After graduating, Grainne began her time with the North Coast Transition Society through volunteer work, organizing a Take Back the Night event in Prince Rupert.
“I didn’t even know what Take Back the Night was, that’s how far removed I was from women’s issues,” she said, noting she wasn’t aware of the magnitude of violence against women.
“We grew up in the suburbs and our houses were appropriately spaced apart, so you could never hear what was going on in your neighbours’ homes,” Grainne said.
“It wasn’t something that we talked about.”
It wasn’t until Grainne was hired by the NCTS as a casual support worker that her eyes were opened.
“Exposure really changes your outlook,” she said, adding she’s honoured to be someone women could talk to over the years.
“The things that people share with you and the hardships people go through and the incredible resilience people have is mind-blowing.”
Grainne would become a full-time support worker before moving on to become manager of the Supportive Recovery program, and eventually manager of the Stopping the Violence program. She also earned a Bachelor of Social Work.
Now one of the longest-serving employees, Grainne has been with the North Coast Transition Society for 13 years.
For Grainne, witnessing the transition house’s advancement from a six-room shelter into a 15-room facility has been one of the most fulfilling aspect of her career, along with the society being able to offer halfway apartments and run additional programs.
“To be involved with that has been amazing. It’s definitely a highlight of my life because it made me who I am now. It totally changed me and humbled me. I will always appreciate that,” she said, adding she’s honoured to have worked with the society’s other employees and board members who have made it all possible.
Grainne cherishes the change she has seen in many of the women she’s helped over the years.
“It’s amazing what putting someone in a safe environment can do to help them move forward,” she said.
“First and foremost we’re all about safety: creating safe spaces for people to talk in, helping people create safety in their own environment wherever they live. If you don’t feel safe you cannot move forward in any respect.”
And this change extends beyond clients. Grainne organized three Mz Judged fundraising pageants, with a 2015-event being in the works, and something she’s heard from male contestants is how moving their participation in the charity event has been for them.

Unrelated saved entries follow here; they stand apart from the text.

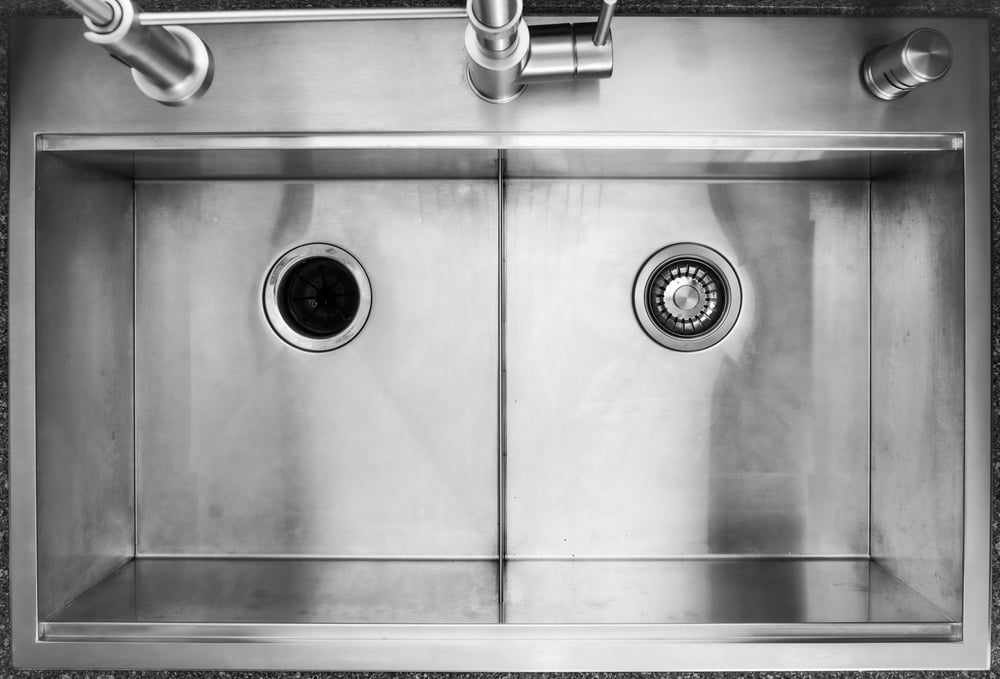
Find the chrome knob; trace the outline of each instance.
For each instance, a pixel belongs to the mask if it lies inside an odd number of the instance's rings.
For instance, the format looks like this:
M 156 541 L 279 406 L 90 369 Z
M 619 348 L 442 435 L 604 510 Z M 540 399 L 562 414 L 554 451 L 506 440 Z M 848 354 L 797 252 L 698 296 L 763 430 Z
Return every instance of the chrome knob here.
M 918 28 L 905 38 L 869 52 L 861 73 L 872 94 L 891 101 L 918 85 L 939 80 L 949 68 L 948 40 L 932 28 Z

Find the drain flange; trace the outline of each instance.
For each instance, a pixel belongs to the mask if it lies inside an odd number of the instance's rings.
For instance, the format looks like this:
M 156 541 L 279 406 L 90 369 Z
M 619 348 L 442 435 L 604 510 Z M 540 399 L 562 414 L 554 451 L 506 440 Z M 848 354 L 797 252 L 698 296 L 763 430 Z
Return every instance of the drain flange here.
M 330 351 L 354 339 L 371 312 L 372 289 L 361 263 L 328 243 L 282 255 L 264 283 L 264 313 L 281 339 L 306 351 Z
M 678 351 L 706 349 L 725 337 L 739 315 L 736 271 L 715 250 L 677 243 L 650 257 L 636 277 L 636 317 L 655 342 Z

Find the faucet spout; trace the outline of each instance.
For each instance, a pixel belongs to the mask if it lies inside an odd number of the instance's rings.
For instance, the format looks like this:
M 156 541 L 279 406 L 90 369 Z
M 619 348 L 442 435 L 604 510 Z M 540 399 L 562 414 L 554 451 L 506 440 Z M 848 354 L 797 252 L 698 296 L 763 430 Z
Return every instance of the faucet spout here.
M 499 28 L 520 18 L 521 3 L 517 0 L 472 0 L 470 11 L 487 26 Z
M 517 42 L 521 10 L 522 0 L 469 0 L 466 8 L 479 44 L 498 54 Z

“For a lot of them it changes their outlook, which is really quite ironic because the whole show is a joke,” Grainne laughed.
Grainne has been a promoter of inclusiveness, as well.
Born almost completely deaf, Grainne said people often don’t realize how many barriers there are.
She was a member of the Measuring Up the North Committee in the late-2000s, appointed by the City of Prince Rupert to improve access and inclusiveness for community members with mobility and physical challenges.
Furthermore, when volunteers were direly needed for the Special Olympics BC board, Grainne stepped up to ensure everyone in the community had the opportunity to play sports. Unfortunately it remains a struggle for the group to find volunteer coaches and drivers.
In May of 2012, Grainne would experience a high point in her life: the birth of her son Conall.
“He’s amazing. He’s the best gift I ever got,” she gushed.
Grainne and her partner Rudy Kelly would make the most of her maternity leave, travelling to Japan, Argentina and Montreal, unforgettable experiences for the travel-enthusiast.
After 11 months away Grainne returned to work, becoming NCTS program manager.
While it originally wasn’t her intention to stay in Prince Rupert, the community continues to capture Grainne’s heart. The generosity of Rupertites has touched Grainne countless times since she moved to the North Coast, most recently highlighted over the holidays when the NCTS put out a request for donations.
“We had young kids dropping stuff off with their grandmas, companies matching employees contributions, groups of guys pooling money together. It made me speechless. No words can describe the feeling we had of being able to provide a generous Christmas for all those staying in the transition house this year,” she said.